Infralateral arcs are also called lower lateral tangent arcs to the 46°-halo. Their appearance is subject to the sun elevation. With increasing sun elevation their contact points at the 46°-halo move downward along the 46°-halo. Later the infralateral arcs form a common arc. At a sun elevation of 68° this arc touches the 46°-halo vertically below the sun. When the sun gets still higher, the vertex of the arc lies some degrees below the 46°-halo. An infralateral arc can be as bright and colourful as a circumzenithal arc.

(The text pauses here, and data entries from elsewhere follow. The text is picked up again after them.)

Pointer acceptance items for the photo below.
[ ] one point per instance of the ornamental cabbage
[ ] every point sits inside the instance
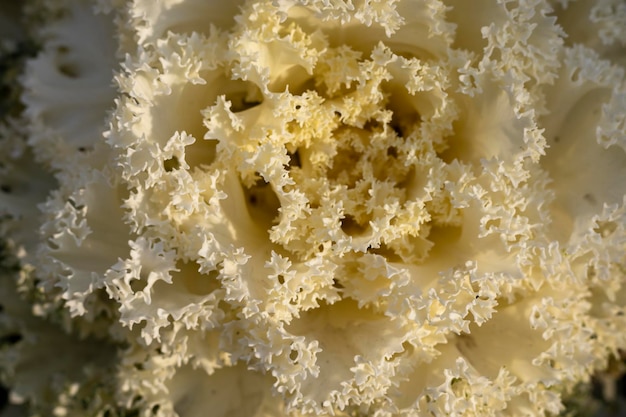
(311, 207)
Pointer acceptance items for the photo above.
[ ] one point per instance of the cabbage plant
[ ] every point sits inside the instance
(310, 207)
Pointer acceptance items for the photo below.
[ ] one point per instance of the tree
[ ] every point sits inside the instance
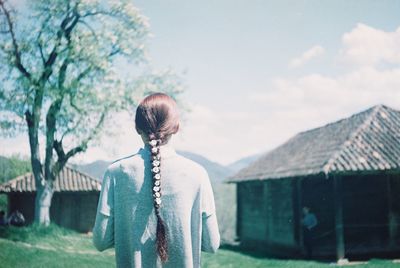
(60, 82)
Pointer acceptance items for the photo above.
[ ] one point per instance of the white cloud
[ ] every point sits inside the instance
(365, 45)
(313, 52)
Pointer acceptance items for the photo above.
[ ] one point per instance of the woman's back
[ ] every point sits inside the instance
(187, 209)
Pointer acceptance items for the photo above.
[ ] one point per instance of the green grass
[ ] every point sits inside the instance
(37, 246)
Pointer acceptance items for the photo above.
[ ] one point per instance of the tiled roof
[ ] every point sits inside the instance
(367, 141)
(68, 180)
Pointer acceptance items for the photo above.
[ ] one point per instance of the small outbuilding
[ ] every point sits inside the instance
(347, 172)
(74, 201)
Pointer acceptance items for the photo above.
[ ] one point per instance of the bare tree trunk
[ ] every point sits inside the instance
(44, 195)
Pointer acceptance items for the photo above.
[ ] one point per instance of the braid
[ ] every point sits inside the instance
(161, 234)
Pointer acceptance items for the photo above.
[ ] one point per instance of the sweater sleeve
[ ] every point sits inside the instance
(103, 231)
(210, 238)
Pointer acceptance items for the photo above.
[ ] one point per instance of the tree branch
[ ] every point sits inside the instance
(16, 51)
(51, 118)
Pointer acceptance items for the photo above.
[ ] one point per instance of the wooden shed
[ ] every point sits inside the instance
(348, 172)
(74, 201)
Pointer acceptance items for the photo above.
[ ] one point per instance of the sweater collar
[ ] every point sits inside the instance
(166, 150)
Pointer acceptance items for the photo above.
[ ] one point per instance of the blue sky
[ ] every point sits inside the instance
(258, 72)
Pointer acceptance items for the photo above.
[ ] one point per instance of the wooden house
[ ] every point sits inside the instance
(74, 201)
(348, 172)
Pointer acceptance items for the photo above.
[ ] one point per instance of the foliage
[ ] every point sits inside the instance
(60, 59)
(59, 78)
(10, 168)
(13, 166)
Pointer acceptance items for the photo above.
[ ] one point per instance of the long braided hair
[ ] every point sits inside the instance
(156, 120)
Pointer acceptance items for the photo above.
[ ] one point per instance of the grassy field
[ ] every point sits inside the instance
(56, 247)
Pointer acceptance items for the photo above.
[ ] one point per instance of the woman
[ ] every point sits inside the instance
(156, 207)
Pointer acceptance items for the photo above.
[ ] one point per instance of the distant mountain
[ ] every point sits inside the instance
(216, 172)
(242, 163)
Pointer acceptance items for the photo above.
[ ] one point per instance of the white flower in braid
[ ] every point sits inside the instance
(156, 157)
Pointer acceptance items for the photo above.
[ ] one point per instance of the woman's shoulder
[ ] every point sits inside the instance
(125, 162)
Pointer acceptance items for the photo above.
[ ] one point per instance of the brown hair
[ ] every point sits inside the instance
(157, 119)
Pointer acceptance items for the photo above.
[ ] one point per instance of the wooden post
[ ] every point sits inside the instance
(299, 213)
(391, 217)
(338, 210)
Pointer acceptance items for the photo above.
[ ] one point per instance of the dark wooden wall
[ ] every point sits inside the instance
(317, 193)
(266, 214)
(269, 214)
(75, 211)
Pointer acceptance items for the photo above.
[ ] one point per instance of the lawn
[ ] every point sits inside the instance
(57, 247)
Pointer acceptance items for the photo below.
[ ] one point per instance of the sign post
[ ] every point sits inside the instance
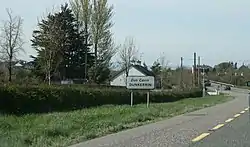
(147, 99)
(131, 98)
(140, 83)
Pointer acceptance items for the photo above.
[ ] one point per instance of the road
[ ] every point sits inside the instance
(179, 131)
(234, 134)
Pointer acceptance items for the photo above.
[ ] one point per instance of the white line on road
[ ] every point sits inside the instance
(229, 120)
(200, 137)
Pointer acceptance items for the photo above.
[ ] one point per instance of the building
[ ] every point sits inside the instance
(119, 79)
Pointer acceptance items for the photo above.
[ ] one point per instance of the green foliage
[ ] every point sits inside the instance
(156, 68)
(60, 46)
(95, 16)
(21, 100)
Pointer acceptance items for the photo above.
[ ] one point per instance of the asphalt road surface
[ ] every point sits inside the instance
(180, 130)
(234, 134)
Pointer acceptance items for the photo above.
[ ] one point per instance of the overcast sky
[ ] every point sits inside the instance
(218, 30)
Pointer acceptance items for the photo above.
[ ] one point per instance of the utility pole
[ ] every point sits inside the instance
(203, 82)
(199, 65)
(181, 72)
(194, 68)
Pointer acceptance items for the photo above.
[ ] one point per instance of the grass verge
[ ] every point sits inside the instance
(62, 129)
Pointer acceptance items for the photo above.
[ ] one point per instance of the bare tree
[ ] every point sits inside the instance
(11, 40)
(128, 53)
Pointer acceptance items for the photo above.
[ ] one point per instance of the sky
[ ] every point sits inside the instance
(216, 30)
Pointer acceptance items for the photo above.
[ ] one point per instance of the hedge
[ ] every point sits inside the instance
(39, 99)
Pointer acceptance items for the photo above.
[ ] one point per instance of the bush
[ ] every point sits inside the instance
(38, 99)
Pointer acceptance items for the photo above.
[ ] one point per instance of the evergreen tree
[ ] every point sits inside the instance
(60, 46)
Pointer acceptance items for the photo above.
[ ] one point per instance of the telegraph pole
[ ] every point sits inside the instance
(199, 65)
(203, 82)
(194, 68)
(181, 72)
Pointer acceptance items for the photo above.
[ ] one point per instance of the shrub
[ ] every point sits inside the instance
(38, 99)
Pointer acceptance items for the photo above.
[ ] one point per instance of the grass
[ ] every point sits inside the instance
(62, 129)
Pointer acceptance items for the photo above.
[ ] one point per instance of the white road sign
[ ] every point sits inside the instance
(142, 82)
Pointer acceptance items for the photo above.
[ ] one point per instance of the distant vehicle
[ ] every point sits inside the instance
(227, 88)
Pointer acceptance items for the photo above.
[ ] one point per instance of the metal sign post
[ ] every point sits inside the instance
(147, 99)
(140, 83)
(131, 98)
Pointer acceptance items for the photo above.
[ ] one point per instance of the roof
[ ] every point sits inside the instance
(140, 68)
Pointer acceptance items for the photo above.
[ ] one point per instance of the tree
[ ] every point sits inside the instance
(96, 16)
(102, 39)
(11, 40)
(128, 53)
(60, 46)
(156, 68)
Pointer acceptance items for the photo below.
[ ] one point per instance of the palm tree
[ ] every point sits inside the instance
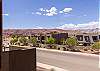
(33, 41)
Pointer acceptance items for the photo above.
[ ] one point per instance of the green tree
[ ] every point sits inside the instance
(71, 42)
(13, 36)
(96, 45)
(23, 40)
(50, 40)
(14, 40)
(62, 41)
(33, 40)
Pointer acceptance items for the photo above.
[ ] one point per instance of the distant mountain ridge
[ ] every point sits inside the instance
(46, 31)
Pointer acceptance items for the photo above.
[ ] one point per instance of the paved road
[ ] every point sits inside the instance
(70, 62)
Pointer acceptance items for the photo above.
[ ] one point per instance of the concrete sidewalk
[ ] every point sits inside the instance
(46, 67)
(68, 52)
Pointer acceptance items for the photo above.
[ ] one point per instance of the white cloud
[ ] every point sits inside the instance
(5, 14)
(41, 9)
(66, 10)
(49, 14)
(89, 25)
(38, 13)
(47, 11)
(61, 12)
(52, 11)
(32, 13)
(84, 15)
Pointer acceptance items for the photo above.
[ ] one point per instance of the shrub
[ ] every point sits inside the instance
(50, 40)
(33, 40)
(14, 40)
(96, 45)
(23, 40)
(71, 42)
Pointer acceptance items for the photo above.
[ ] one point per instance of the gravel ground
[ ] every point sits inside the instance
(41, 69)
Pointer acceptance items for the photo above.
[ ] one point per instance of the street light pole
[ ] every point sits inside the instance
(0, 31)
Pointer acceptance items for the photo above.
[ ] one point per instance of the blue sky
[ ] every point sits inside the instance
(63, 14)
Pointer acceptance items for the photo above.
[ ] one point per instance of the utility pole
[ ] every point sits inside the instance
(0, 31)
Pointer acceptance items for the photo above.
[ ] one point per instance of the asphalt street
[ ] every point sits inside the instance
(70, 62)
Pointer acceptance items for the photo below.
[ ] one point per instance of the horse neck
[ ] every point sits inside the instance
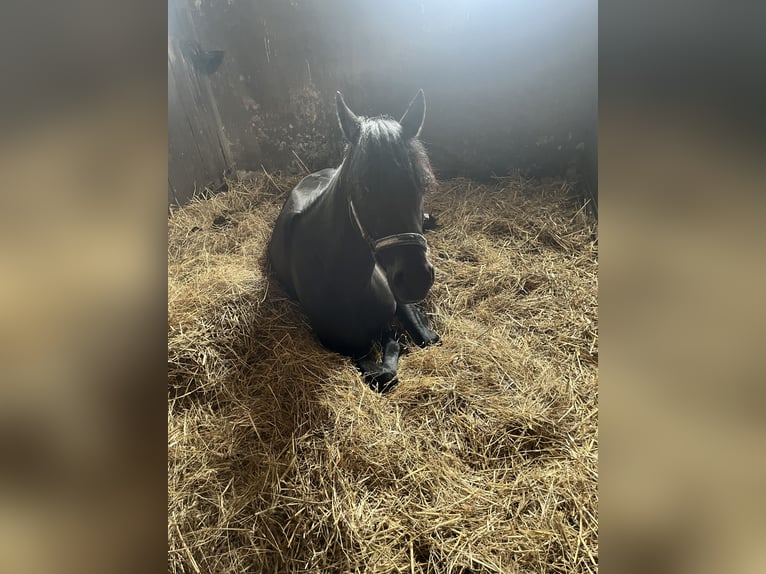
(353, 259)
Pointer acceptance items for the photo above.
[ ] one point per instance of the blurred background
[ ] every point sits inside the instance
(511, 87)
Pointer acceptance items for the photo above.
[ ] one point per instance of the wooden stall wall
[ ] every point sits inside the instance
(509, 85)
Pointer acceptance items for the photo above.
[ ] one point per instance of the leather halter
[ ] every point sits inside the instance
(396, 240)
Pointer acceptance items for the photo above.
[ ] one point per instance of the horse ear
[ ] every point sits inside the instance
(412, 120)
(349, 122)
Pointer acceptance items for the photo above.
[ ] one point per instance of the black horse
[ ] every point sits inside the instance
(349, 245)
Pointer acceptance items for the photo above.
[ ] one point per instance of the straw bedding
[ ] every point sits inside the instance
(483, 459)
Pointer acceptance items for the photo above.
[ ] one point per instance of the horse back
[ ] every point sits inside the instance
(298, 201)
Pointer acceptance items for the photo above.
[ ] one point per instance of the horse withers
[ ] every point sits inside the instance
(349, 245)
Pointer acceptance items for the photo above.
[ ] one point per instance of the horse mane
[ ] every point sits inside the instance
(380, 147)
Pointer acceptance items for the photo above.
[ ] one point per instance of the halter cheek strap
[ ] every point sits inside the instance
(396, 240)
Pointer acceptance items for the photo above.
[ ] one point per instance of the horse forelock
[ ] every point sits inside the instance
(380, 151)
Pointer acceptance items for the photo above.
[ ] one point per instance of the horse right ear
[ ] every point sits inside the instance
(349, 122)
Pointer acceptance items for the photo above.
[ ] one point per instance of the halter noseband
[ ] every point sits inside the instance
(396, 240)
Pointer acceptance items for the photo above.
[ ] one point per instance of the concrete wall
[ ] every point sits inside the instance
(510, 85)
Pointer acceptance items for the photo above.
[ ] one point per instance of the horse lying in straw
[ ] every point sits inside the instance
(349, 245)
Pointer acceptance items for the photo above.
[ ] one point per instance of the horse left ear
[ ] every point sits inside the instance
(413, 118)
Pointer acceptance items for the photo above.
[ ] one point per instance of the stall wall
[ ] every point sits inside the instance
(510, 86)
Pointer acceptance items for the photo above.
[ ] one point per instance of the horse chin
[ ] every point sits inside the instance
(407, 298)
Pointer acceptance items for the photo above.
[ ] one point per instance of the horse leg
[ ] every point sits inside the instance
(382, 377)
(416, 324)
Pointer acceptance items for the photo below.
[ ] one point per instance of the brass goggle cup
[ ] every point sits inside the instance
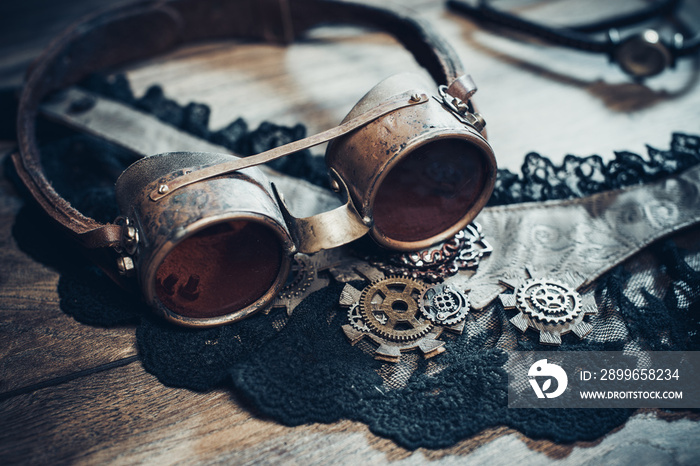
(212, 253)
(416, 176)
(212, 241)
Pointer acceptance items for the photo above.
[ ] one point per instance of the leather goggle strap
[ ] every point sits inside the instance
(144, 29)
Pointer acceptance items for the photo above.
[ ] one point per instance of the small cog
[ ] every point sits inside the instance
(390, 308)
(300, 277)
(443, 305)
(549, 301)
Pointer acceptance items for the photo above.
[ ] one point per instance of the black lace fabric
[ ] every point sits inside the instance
(302, 368)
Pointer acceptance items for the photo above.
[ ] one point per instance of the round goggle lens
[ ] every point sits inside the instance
(429, 190)
(219, 270)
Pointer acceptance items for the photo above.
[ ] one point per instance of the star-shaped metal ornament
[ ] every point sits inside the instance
(550, 306)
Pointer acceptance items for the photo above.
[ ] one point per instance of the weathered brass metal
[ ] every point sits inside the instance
(211, 253)
(177, 180)
(417, 175)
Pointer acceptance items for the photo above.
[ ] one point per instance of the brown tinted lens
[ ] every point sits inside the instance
(219, 270)
(429, 190)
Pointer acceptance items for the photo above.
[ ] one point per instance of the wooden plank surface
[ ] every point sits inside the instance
(68, 397)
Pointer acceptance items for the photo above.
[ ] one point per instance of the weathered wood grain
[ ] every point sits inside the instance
(551, 100)
(39, 341)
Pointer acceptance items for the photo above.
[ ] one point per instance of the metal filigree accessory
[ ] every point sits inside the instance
(552, 307)
(303, 280)
(461, 252)
(444, 305)
(388, 313)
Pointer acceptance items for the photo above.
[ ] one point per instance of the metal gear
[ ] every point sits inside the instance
(549, 301)
(463, 251)
(443, 305)
(355, 319)
(300, 278)
(549, 306)
(390, 308)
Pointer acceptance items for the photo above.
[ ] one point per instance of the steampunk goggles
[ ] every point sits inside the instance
(209, 237)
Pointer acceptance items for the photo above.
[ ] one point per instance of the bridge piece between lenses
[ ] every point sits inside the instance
(177, 180)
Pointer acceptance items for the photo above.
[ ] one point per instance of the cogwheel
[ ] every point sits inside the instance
(355, 319)
(443, 305)
(300, 277)
(549, 301)
(390, 308)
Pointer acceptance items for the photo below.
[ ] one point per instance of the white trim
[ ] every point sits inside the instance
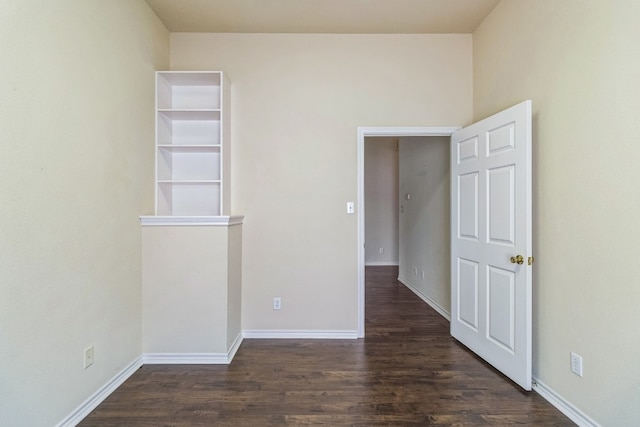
(364, 132)
(444, 313)
(159, 220)
(186, 359)
(194, 358)
(234, 347)
(100, 395)
(300, 334)
(381, 264)
(563, 405)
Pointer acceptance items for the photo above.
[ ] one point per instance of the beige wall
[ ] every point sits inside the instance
(381, 200)
(424, 223)
(296, 103)
(76, 120)
(578, 61)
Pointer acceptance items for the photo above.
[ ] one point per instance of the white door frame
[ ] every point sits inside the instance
(364, 132)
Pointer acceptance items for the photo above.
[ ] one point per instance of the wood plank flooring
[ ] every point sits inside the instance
(407, 371)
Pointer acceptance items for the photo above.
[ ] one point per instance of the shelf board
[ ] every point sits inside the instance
(163, 220)
(207, 115)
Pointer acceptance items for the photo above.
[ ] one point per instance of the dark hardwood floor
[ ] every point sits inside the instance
(407, 371)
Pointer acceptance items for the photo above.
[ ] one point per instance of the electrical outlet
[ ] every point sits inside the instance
(576, 364)
(89, 354)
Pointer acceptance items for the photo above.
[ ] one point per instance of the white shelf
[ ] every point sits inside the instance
(192, 134)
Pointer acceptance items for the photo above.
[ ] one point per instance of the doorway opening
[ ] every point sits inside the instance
(364, 132)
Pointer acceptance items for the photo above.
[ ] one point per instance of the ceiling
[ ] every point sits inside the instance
(323, 16)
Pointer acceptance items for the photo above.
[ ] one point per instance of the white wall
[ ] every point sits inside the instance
(76, 120)
(425, 238)
(297, 101)
(381, 200)
(578, 61)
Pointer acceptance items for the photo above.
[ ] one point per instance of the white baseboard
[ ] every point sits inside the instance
(564, 406)
(235, 346)
(193, 358)
(185, 358)
(444, 313)
(301, 334)
(99, 396)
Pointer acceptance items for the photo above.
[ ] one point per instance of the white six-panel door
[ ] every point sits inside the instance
(491, 227)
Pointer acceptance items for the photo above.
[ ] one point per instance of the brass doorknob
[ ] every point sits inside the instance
(518, 259)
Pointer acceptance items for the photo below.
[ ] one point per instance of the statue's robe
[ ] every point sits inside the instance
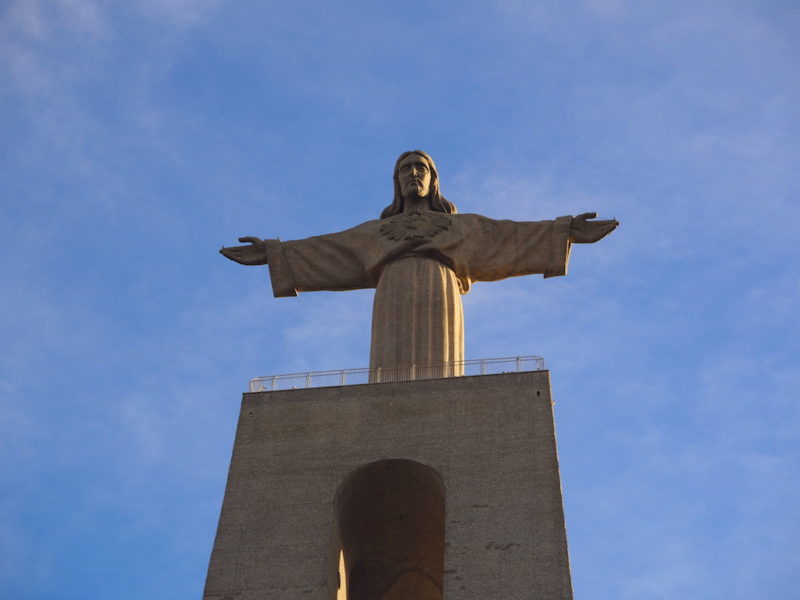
(420, 262)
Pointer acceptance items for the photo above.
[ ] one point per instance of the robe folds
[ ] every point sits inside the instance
(420, 262)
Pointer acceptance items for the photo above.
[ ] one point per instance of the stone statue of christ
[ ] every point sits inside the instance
(420, 257)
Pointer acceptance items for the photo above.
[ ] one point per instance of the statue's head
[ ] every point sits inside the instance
(426, 184)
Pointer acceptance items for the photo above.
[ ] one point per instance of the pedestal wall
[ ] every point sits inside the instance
(490, 437)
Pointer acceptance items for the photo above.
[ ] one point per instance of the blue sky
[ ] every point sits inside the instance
(138, 138)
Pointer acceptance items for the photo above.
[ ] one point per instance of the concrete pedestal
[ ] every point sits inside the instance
(490, 438)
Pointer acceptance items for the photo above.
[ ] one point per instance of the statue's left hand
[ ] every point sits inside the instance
(583, 231)
(254, 254)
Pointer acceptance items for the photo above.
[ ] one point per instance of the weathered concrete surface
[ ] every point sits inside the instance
(491, 438)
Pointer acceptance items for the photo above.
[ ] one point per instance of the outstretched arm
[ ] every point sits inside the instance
(254, 254)
(583, 231)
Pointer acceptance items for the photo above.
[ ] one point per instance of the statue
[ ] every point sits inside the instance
(420, 257)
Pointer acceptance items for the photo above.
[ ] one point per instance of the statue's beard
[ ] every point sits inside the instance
(415, 191)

The diagram shows a computer simulation of the supralateral arc and the infralateral arc for different sun elevations. For a better orientation the 46°-halo, the infralateral arc and the parhelic circle are also drawn in. The infralateral arc is the arc which touches the 46°-halo at its lower part. It can form at all sun elevations. The supralateral arc is also shown. It touches the 46°-halo at its sides and at its upper part. At sun elevations of 32° or more the supralateral arc cannot form. Thus the diagram shows only the infralateral arc for sun elevations of 40° or more. Diagram taken from: R, Greenler; Rainbows, Halos and Glories; Cambridge University Press, 1980.
Infralateral arcs are caused by column-shaped ice crystals which are floating in the air. The light enters a vertical base face of the crystal and leaves a prism face.